Ranking Ultimate Teams With the Elo Rating Algorithm

What if we ranked teams with a different system?

May 25, 2016 by Cody Mills in Analysis with 27 comments

Anybody who has even casually followed USA Ultimate’s college and club series since 2011 has surely heard somebody complain about the algorithm that USAU uses to rank teams and distribute bids. Opinions have ranged from neutrality (“just win all your games”) to tacit endorsement (“at least they don’t use the previous year’s nationals results anymore”) to harsh criticism, only occasionally coupled with an alternate proposal (shout out to probabilistic models).

But for all of its controversy, the USAU algorithm is generally competent at evaluating the relative strength of teams using only their box score results; the (rightful) point of contention is in how that algorithm, and its weaknesses, are leveraged as a part of the nationals bid distribution system.
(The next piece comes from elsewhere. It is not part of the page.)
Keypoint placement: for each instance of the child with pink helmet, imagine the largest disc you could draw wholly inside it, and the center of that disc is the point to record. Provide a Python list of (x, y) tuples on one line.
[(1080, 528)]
However, while there is enough fuel in the prior statement to power a series of articles, this piece will focus more on applying another common ranking tool — one used in many other competitions — to rank college ultimate teams: Elo Ratings.

Elo Background/Primer

Chess master and physicist Arpad Elo originally created his eponymous algorithm to improve how the US Chess Federation ranked its wide pool of competitive players. The ratings were designed to meet the task of ranking the relative skills levels of players in situations where the particular players may not necessarily meet head to head.

Elo ratings are still used to rank chess players today, and the algorithm has found its way to the desk of many other sports statisticians, producing ELO ratings for world football and the NFL, as well as applications ranking other large groups of competitors in games like Go and League of Legends.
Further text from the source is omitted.